The bottles, cigar vases, and
glasses on the shelves behind the bar glittered, and the bar itself, polished until it was slick enough for skating, glistened darkly. The towels customers used to wipe foam from mustaches and beards hung, pressed and folded, from the edge of the counter, and Polly could see her own distorted image in the shiny brass rail around the bar’s base. Beside the windows on the side and front of the saloon, the four gaming tables sat squarely, the chairs tucked beneath green felt coverings brushed up like new. The stove, freshly reblacked, gleamed in the center of the room, and the deep wooden boxes the men spat in were filled with fresh sawdust.
The odor of whiskey and stale tobacco lingered, clinging like an indelible brand to the walls and Polly’s clothes and skin. But there was nothing left to clean. To keep her from facing the black man’s words.
“You ain’t no slave, honey,” he had said. “They is no slaves in America, not fo’ ten years.”

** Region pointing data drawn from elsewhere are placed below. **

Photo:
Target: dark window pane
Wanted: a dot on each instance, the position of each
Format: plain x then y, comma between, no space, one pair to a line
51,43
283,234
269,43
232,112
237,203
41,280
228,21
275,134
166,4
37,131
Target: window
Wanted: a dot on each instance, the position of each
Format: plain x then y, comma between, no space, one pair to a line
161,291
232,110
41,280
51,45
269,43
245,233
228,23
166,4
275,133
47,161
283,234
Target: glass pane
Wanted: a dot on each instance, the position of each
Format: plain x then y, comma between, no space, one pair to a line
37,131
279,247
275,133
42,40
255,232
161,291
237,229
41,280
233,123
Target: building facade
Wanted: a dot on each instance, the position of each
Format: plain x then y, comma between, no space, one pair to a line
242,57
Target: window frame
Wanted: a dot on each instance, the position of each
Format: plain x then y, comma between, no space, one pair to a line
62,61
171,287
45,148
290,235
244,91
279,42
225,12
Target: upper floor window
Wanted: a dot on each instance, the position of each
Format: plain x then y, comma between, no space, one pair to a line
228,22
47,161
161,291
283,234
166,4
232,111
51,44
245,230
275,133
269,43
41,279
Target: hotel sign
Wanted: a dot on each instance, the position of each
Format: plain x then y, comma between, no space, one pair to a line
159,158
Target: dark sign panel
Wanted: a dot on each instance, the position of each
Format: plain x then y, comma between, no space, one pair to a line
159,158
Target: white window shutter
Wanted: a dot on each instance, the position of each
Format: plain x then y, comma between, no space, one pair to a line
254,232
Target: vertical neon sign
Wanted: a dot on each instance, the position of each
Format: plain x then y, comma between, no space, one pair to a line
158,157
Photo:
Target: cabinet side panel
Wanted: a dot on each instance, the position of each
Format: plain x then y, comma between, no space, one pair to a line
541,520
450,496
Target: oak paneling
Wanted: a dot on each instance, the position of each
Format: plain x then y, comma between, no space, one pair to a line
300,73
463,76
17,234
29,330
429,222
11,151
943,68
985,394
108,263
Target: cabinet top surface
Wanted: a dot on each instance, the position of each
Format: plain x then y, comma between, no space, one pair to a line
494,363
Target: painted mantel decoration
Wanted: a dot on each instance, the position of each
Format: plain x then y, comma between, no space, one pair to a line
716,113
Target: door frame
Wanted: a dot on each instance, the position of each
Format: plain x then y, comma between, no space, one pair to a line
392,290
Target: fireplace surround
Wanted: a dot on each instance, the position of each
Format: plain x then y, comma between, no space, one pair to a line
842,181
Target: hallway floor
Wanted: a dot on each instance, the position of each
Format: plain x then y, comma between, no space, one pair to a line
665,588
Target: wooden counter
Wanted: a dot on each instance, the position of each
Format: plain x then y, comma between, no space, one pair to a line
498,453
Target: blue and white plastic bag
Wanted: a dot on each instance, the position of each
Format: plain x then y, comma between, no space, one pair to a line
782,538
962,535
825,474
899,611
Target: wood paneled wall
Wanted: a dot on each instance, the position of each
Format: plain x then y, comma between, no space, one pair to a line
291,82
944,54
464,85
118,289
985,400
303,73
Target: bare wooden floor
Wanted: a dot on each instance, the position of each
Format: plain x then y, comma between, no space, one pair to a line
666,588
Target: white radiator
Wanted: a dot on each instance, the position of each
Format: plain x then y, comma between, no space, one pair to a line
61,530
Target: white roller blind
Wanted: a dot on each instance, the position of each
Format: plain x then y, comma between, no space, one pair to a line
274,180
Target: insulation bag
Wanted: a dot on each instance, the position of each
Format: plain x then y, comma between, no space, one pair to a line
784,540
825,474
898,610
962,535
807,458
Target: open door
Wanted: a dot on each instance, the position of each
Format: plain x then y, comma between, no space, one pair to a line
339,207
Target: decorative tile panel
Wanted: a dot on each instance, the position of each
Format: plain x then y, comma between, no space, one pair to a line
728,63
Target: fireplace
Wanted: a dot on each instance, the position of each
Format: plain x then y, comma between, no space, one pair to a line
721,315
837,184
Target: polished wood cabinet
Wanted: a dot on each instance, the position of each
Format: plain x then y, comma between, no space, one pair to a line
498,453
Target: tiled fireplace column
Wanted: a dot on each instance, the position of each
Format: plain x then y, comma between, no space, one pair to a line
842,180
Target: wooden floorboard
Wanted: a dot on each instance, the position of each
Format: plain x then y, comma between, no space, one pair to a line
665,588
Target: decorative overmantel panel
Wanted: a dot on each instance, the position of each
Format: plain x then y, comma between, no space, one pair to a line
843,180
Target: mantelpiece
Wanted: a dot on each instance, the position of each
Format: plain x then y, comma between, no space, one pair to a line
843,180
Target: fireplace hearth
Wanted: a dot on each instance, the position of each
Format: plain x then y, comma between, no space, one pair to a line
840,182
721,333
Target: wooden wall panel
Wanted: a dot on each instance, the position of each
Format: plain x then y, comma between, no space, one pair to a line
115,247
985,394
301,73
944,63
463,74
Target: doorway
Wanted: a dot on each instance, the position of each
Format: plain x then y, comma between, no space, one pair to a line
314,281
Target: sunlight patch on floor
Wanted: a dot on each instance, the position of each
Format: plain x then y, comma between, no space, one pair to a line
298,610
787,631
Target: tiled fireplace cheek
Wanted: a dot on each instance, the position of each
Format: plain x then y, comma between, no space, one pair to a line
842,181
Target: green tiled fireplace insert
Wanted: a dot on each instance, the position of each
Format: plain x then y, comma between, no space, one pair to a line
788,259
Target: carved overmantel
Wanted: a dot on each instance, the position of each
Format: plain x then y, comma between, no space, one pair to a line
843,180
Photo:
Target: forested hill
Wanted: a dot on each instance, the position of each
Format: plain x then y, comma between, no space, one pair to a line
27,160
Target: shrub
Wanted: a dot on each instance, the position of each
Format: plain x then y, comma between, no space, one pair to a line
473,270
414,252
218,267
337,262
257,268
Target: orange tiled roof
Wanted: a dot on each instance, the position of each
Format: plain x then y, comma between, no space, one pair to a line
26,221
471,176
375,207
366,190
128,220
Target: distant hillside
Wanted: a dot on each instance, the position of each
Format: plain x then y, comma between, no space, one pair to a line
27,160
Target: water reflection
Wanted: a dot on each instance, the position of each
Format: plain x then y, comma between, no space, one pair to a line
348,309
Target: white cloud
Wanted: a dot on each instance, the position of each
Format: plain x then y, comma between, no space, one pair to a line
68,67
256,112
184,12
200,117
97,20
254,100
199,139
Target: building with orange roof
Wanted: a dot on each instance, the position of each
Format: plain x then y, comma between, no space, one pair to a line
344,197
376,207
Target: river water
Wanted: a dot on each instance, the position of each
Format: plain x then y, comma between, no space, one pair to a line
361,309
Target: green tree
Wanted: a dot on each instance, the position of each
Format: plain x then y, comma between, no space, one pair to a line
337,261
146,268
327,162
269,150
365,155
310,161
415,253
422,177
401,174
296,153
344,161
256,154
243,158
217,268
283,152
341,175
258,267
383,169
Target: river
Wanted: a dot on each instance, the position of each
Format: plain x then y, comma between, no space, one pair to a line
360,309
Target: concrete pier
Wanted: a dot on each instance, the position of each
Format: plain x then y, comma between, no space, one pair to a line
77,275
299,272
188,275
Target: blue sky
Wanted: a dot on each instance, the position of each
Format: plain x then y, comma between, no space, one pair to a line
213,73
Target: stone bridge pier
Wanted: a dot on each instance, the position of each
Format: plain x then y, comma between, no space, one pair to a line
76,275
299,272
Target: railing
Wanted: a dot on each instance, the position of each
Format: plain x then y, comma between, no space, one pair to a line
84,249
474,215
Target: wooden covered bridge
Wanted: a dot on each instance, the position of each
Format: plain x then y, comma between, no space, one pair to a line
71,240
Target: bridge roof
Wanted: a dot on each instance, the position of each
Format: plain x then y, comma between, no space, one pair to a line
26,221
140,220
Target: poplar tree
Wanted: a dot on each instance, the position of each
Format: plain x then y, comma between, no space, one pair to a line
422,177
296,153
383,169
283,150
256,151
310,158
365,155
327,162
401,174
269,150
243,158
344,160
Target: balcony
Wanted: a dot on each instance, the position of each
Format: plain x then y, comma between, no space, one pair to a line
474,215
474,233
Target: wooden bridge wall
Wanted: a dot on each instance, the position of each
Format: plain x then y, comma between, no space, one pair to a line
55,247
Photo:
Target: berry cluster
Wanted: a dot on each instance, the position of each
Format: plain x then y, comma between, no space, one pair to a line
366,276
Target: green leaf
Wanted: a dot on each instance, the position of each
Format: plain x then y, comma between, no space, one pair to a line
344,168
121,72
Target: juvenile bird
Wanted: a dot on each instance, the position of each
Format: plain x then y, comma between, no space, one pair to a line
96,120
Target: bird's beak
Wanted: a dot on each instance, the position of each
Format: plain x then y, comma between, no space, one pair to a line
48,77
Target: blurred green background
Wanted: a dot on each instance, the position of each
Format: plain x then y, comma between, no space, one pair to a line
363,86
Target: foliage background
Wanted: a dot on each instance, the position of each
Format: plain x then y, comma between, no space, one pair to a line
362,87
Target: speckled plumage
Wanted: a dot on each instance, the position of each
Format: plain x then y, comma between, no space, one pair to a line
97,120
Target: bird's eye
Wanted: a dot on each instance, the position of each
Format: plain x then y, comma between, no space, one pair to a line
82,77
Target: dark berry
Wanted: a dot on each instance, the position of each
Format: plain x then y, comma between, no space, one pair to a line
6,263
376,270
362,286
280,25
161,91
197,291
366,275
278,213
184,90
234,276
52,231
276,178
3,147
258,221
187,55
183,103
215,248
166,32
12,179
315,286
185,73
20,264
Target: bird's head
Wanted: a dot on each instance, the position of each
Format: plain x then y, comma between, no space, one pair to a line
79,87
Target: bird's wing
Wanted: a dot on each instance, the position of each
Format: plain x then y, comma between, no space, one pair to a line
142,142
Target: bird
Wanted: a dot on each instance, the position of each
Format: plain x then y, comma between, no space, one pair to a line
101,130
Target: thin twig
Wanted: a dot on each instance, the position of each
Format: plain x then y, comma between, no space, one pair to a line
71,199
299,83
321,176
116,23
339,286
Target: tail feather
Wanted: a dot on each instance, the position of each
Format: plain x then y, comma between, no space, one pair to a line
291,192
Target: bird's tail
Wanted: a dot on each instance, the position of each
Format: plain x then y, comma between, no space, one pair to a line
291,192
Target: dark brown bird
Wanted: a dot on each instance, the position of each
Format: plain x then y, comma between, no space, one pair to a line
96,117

The words should have filled her with joy. Instead, she felt a sense of betrayal as strong and deep and painful as when her father had picked up the bags of seed. For if the black man was right and she was not really a slave, why hadn’t Charlie told her?
Her limbs, overcharged with energy a moment before, felt weak, and she jerked out a chair, upsetting the piles of chips stacked at the center of the table. Automatically, Polly restacked them, then sank limply onto the chair.
She could understand why no Chinese had spoken. Those loyal to Hong King would not, and the others either did not know or did not dare to speak. And the white men and women had no reason to interfere. But Charlie? He was always reading books and newspapers so he had to know the law. In fact, he was often asked by miners to solve minor disputes, for his knowledge and reputation for honesty made his judgments respected even when disliked. Yet he had remained silent on this. Why?
She had trusted him, given herself to him, at first because he was kind and gentle and she was lonely and afraid, and then because she believed he cared. But he had betrayed her.